Je suis descendu de voiture. J’ai pris mon temps. Elle n’avait pas forcément envie de me parler. Je n’avais jamais été du genre collant. J’ai sorti la bouteille d’eau du sac isotherme. J’allais la porter à ma bouche, quand elle m’a jeté :

Vous n’en auriez pas un peu pour moi ? Je meurs de soif, et, contrairement à vous, je n’ai rien pris pour boire.

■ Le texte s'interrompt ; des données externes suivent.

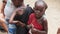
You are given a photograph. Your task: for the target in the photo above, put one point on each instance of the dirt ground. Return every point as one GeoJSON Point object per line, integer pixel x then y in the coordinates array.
{"type": "Point", "coordinates": [52, 14]}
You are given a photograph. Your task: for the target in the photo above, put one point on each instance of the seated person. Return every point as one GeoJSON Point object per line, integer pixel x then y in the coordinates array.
{"type": "Point", "coordinates": [37, 19]}
{"type": "Point", "coordinates": [19, 17]}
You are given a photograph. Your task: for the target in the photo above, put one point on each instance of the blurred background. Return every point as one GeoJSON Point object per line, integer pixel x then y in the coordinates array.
{"type": "Point", "coordinates": [52, 14]}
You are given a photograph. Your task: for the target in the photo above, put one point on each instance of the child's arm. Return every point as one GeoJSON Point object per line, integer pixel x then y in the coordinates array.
{"type": "Point", "coordinates": [41, 32]}
{"type": "Point", "coordinates": [11, 21]}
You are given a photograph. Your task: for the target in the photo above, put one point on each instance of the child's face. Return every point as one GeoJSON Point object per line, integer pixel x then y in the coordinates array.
{"type": "Point", "coordinates": [39, 11]}
{"type": "Point", "coordinates": [17, 2]}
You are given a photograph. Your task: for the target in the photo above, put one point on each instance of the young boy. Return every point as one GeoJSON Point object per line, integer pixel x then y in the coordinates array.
{"type": "Point", "coordinates": [37, 19]}
{"type": "Point", "coordinates": [7, 10]}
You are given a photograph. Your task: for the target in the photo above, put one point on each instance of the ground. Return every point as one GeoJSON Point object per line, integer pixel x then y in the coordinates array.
{"type": "Point", "coordinates": [52, 14]}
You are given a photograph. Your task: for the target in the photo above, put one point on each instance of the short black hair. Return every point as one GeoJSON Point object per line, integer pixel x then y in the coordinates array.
{"type": "Point", "coordinates": [42, 2]}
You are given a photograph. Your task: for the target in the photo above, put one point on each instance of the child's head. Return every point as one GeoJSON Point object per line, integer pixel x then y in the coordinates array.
{"type": "Point", "coordinates": [17, 3]}
{"type": "Point", "coordinates": [39, 8]}
{"type": "Point", "coordinates": [20, 10]}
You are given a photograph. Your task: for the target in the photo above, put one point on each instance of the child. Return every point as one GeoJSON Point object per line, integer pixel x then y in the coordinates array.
{"type": "Point", "coordinates": [37, 19]}
{"type": "Point", "coordinates": [7, 10]}
{"type": "Point", "coordinates": [20, 17]}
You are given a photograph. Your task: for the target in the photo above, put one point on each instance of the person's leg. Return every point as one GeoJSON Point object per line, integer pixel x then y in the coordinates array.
{"type": "Point", "coordinates": [12, 29]}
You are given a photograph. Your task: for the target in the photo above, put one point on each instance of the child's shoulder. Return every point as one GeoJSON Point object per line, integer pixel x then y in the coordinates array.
{"type": "Point", "coordinates": [44, 18]}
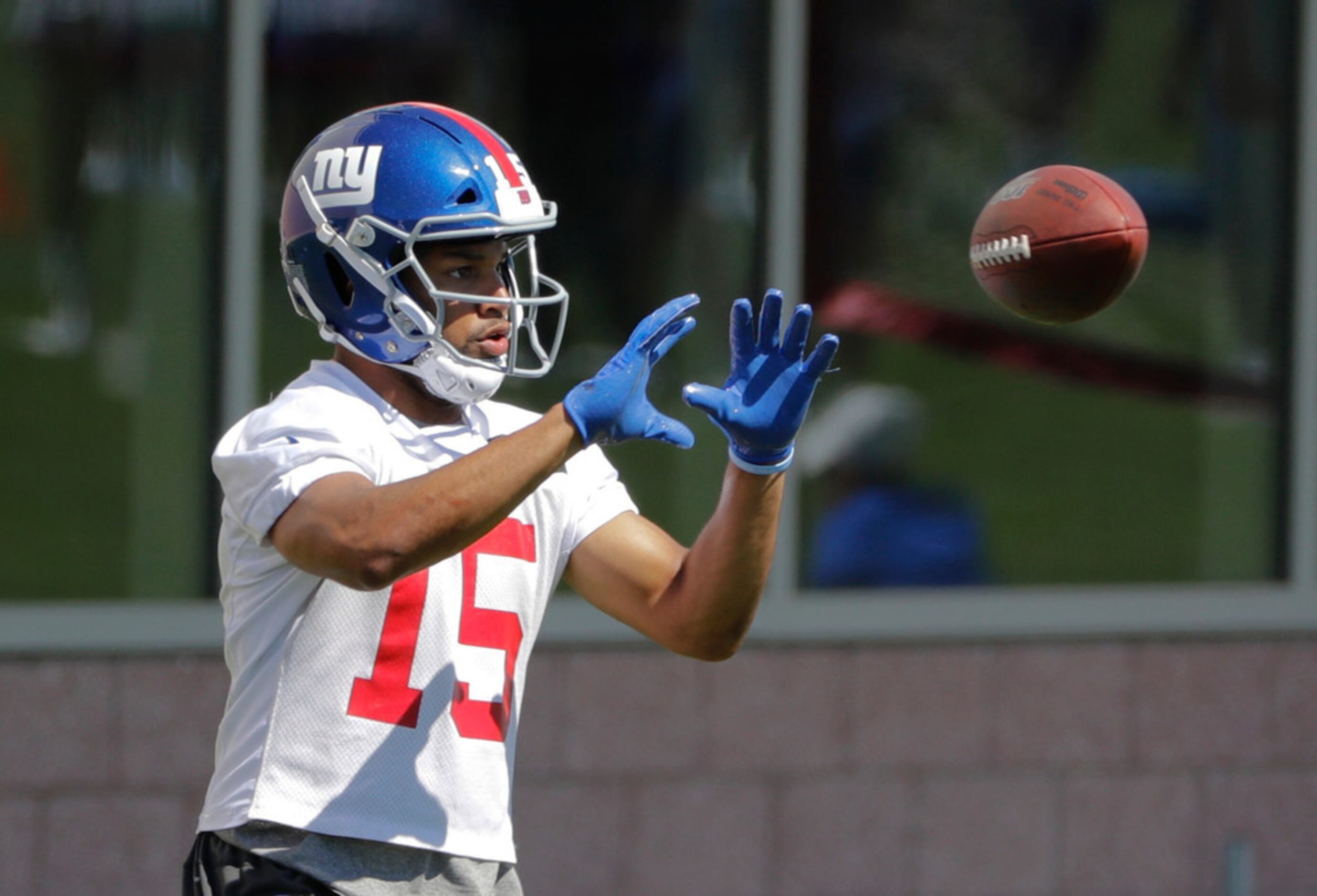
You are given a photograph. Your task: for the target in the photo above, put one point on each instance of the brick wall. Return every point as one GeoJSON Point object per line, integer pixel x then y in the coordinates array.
{"type": "Point", "coordinates": [1076, 770]}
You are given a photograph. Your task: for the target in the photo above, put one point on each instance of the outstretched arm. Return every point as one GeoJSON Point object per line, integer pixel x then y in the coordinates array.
{"type": "Point", "coordinates": [701, 602]}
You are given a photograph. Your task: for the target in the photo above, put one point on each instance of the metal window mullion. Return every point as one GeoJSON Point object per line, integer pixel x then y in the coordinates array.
{"type": "Point", "coordinates": [784, 228]}
{"type": "Point", "coordinates": [1303, 475]}
{"type": "Point", "coordinates": [243, 173]}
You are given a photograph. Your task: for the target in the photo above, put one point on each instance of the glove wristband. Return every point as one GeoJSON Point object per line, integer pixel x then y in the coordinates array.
{"type": "Point", "coordinates": [762, 469]}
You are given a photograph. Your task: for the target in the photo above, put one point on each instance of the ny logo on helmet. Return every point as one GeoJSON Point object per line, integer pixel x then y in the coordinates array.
{"type": "Point", "coordinates": [347, 174]}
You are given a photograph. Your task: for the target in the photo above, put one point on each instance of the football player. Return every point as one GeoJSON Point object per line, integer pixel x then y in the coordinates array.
{"type": "Point", "coordinates": [391, 536]}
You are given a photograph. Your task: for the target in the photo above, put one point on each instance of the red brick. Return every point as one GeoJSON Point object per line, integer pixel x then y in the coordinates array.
{"type": "Point", "coordinates": [988, 837]}
{"type": "Point", "coordinates": [1276, 813]}
{"type": "Point", "coordinates": [18, 846]}
{"type": "Point", "coordinates": [569, 839]}
{"type": "Point", "coordinates": [780, 709]}
{"type": "Point", "coordinates": [1063, 704]}
{"type": "Point", "coordinates": [1296, 703]}
{"type": "Point", "coordinates": [116, 845]}
{"type": "Point", "coordinates": [172, 709]}
{"type": "Point", "coordinates": [58, 723]}
{"type": "Point", "coordinates": [921, 707]}
{"type": "Point", "coordinates": [1205, 703]}
{"type": "Point", "coordinates": [1130, 836]}
{"type": "Point", "coordinates": [700, 837]}
{"type": "Point", "coordinates": [844, 837]}
{"type": "Point", "coordinates": [629, 711]}
{"type": "Point", "coordinates": [539, 739]}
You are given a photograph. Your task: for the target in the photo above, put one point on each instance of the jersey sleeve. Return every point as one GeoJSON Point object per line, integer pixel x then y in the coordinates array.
{"type": "Point", "coordinates": [269, 458]}
{"type": "Point", "coordinates": [598, 495]}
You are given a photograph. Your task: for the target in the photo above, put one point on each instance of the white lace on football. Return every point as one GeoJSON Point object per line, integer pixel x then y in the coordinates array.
{"type": "Point", "coordinates": [1000, 252]}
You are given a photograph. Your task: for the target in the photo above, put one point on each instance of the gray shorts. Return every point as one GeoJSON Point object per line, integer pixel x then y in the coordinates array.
{"type": "Point", "coordinates": [363, 867]}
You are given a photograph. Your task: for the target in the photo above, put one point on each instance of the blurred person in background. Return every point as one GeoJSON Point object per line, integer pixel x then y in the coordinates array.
{"type": "Point", "coordinates": [882, 527]}
{"type": "Point", "coordinates": [391, 536]}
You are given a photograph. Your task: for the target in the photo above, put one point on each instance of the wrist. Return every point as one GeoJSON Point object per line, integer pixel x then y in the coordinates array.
{"type": "Point", "coordinates": [563, 416]}
{"type": "Point", "coordinates": [763, 465]}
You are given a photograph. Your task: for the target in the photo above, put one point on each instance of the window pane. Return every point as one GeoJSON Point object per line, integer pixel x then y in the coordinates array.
{"type": "Point", "coordinates": [108, 164]}
{"type": "Point", "coordinates": [1141, 445]}
{"type": "Point", "coordinates": [644, 135]}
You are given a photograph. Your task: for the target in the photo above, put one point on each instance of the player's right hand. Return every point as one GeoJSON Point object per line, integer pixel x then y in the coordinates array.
{"type": "Point", "coordinates": [611, 406]}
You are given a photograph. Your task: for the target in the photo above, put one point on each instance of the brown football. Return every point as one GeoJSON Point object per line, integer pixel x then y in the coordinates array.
{"type": "Point", "coordinates": [1058, 244]}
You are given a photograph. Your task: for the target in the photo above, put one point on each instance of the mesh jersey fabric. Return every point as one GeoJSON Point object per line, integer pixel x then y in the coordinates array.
{"type": "Point", "coordinates": [388, 715]}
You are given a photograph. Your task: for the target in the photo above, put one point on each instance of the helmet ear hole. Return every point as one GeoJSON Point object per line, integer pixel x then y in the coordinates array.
{"type": "Point", "coordinates": [340, 280]}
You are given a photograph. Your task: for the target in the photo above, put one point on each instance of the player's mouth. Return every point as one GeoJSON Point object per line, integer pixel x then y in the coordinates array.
{"type": "Point", "coordinates": [493, 343]}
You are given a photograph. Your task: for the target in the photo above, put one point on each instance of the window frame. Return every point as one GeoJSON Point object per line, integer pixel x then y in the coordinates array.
{"type": "Point", "coordinates": [787, 614]}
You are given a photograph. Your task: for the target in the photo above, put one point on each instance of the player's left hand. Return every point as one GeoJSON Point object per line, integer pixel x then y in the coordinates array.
{"type": "Point", "coordinates": [763, 403]}
{"type": "Point", "coordinates": [611, 406]}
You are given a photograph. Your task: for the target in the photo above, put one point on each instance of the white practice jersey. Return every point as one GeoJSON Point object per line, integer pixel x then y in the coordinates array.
{"type": "Point", "coordinates": [382, 715]}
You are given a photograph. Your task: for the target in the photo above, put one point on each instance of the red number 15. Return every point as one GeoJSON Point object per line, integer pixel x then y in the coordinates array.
{"type": "Point", "coordinates": [386, 697]}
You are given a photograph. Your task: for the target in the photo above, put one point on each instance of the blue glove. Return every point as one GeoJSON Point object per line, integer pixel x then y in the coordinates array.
{"type": "Point", "coordinates": [611, 406]}
{"type": "Point", "coordinates": [763, 403]}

J’ai été prendre dans mon coffre des gobelets que j’avais gardés d’un pique-nique le dimanche précédent. Une chance que je les aie gardés. Bouteille et verres à la main, je me suis approché d’elle. L’occasion de mieux la voir. Et d’être impressionné. Elle avait énormément de charme. Elle n’était pas parfaite, loin de là, mais c’était justement l’accumulation de toutes ses imperfections qui lui donnait autant de charme. Elle avait en tout cas un visage bien dessiné, auquel les années avaient donné un épanouissement qui m’a charmé, et je ne devais pas être le seul à être ainsi charmé. Plutôt ovale, avec des pommettes hautes et pleines, une bouche pulpeuse, un nez bien dessiné, et un regard bleu océan comme j’en avais rarement vu. Ses cheveux étaient longs, épais, soyeux, j’ai eu cette envie instinctive de passer la main dedans. Il est vrai que les cheveux d’une fille sont toujours son atout charme. Un de ses atouts charme, en tout cas. Et la jolie blonde qui était devant moi en avait d’autres, à commencer par ce corps que la robe bleue révélait, tout en restant dans la décence. Elle était tout en courbes, des courbes généreuses.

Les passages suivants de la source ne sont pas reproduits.